Ixcot's situation was complicated because he requested political asylum, claiming that he'd be tortured or killed if forced to return to his homeland. Guatemala was ravaged by civil war in the 1980s, and Ixcot told the immigration officials that he had witnessed the deaths of his father and mother at the hands of guerrillas. An indigenous farmer, Ixcot said that the soldiers "threatened him with death" for refusing to join their cause.

But thousands of refugees seek asylum in the U.S. every year. That doesn't even come close to explaining why Ixcot's case took so long to work its way through the courts. The culprit, it seems, was a bureaucratic clustercuss of epic proportions.

Ixcot was released from detention five days after he filed his initial appeal in 1989. A year later, he failed to file the proper court documents, so his appeal was dismissed. By all accounts, Ixcot should have been deported then and there . . . yet nothing happened for the next three years.

He filed his application for asylum in 1993, then returned to Guatemala for three weeks to get married. Absolutely nothing happened with his asylum request for the next 12 years. Remarkably, Jorge Barón, the director of the Northwest Immigrant Rights Project, which represented Ixcot in the recent proceedings, says such inaction is not outside the norm.

"It's unusual but it's not all that uncommon," Barón says. "Generally what happens with these cases, they were filed by someone and they sat on some pile somewhere in some office and just never got processed. We do see these sorts of cases where things were filed and just got lost in the bureaucracy."

In 1996, there was an key change to U.S. Immigration law that permitted the government to "reinstate" an immigrant's deportation order if they re-enter the country after being deported, without giving them the opportunity to apply for citizenship or, like Ixcot, political asylum. Such is the situation now, and in 2005 when Immigration and Customs Enforcement (ICE) finally got around to reviewing Ixcot's application for asylum.

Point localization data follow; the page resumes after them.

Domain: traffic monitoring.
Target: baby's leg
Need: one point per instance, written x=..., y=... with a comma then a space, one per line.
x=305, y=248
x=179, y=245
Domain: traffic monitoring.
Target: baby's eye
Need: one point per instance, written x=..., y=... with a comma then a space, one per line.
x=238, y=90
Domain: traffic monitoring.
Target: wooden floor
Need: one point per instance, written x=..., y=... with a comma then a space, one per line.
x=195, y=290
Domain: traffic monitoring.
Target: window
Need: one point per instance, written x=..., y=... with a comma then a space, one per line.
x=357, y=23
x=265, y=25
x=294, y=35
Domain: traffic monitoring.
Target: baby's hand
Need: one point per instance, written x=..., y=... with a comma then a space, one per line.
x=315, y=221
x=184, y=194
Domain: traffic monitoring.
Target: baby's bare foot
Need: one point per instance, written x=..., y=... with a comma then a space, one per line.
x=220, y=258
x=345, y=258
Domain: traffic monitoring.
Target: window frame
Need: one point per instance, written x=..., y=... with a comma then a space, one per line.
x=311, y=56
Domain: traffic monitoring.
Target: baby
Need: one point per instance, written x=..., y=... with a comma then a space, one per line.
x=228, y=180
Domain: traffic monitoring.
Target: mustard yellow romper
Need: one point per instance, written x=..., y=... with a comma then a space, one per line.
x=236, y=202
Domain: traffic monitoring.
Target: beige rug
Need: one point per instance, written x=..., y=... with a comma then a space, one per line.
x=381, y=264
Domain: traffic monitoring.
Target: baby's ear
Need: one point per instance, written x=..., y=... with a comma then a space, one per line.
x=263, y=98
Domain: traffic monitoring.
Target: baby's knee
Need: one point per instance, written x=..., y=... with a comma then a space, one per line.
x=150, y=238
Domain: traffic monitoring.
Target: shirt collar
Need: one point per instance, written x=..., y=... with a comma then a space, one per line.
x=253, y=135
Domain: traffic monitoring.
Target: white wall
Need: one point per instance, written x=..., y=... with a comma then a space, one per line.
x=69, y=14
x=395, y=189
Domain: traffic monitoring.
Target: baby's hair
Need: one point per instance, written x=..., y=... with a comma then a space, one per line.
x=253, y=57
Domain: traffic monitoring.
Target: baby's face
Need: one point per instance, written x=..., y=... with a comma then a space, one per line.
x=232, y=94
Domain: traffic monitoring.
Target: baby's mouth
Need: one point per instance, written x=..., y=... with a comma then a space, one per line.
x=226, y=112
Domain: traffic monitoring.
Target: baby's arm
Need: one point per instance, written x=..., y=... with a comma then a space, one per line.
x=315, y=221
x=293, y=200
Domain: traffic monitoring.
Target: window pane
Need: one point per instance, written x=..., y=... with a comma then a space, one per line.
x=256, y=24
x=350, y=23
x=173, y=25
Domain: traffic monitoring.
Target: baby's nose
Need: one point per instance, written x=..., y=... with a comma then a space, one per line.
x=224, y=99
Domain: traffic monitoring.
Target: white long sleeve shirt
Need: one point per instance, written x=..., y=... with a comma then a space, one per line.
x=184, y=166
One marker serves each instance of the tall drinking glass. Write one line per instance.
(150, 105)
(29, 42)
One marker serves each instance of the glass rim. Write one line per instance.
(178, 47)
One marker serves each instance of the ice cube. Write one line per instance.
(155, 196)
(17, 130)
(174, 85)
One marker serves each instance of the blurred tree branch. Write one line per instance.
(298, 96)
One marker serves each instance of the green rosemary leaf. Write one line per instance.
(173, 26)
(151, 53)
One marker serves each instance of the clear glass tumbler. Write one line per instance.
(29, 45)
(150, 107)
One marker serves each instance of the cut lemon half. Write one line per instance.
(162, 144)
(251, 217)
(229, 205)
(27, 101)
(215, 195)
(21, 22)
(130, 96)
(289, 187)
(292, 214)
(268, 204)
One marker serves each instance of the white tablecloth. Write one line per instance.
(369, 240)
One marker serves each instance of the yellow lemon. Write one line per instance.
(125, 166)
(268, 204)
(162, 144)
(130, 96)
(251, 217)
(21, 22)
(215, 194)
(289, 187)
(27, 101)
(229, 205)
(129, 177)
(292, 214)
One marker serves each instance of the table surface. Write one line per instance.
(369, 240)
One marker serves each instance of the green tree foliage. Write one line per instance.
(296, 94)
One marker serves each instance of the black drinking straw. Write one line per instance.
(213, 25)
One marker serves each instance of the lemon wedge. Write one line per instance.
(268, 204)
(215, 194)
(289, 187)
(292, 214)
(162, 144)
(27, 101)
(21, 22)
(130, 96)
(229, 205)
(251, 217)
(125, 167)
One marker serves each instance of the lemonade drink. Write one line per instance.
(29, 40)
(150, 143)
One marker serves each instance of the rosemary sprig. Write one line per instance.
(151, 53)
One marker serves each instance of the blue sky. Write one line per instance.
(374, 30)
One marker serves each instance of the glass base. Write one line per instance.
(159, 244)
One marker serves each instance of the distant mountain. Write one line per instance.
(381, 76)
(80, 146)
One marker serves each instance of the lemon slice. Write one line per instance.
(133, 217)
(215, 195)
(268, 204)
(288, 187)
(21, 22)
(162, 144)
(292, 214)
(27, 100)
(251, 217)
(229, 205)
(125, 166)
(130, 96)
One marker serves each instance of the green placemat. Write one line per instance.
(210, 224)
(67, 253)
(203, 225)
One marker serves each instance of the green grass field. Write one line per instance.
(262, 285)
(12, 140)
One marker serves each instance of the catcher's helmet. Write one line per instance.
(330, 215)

It took four years for ICE to interview Ixcot three times to determine his eligibility for asylum. At the last of his interviews in 2009, he was arrested by ICE, who wanted to reinstate his original deportation order. Ixcot resides in the Puget Sound area, so the Northwest Immigrant Rights Project offered to fight on his behalf.

After two years of legal wrangling, Ixcot's case was finally heard by the Ninth Circuit Court of Appeals. The judges ruled against ICE, pointing out that Ixcot filed his application well before the new rules took effect in 1996. (Click here for full text of their decision.)

Barón estimates that the ruling affects "hundreds" of immigrants, mostly from Central America, who are in currently the same situation as Ixcot, waiting for rulings on immigration applications that were filed in the early 90s.

Incredibly, after waiting 22 years to find out whether he'd be sent back to Guatemala, Barón says Ixcot might still be unaware of his legal triumph. "I'm not sure we've been able to establish contact with him in the last few days," Barón says. "We don't even know if he knows about the decision."

But hey, if he's waited this long to find out his fate, what's a few more days?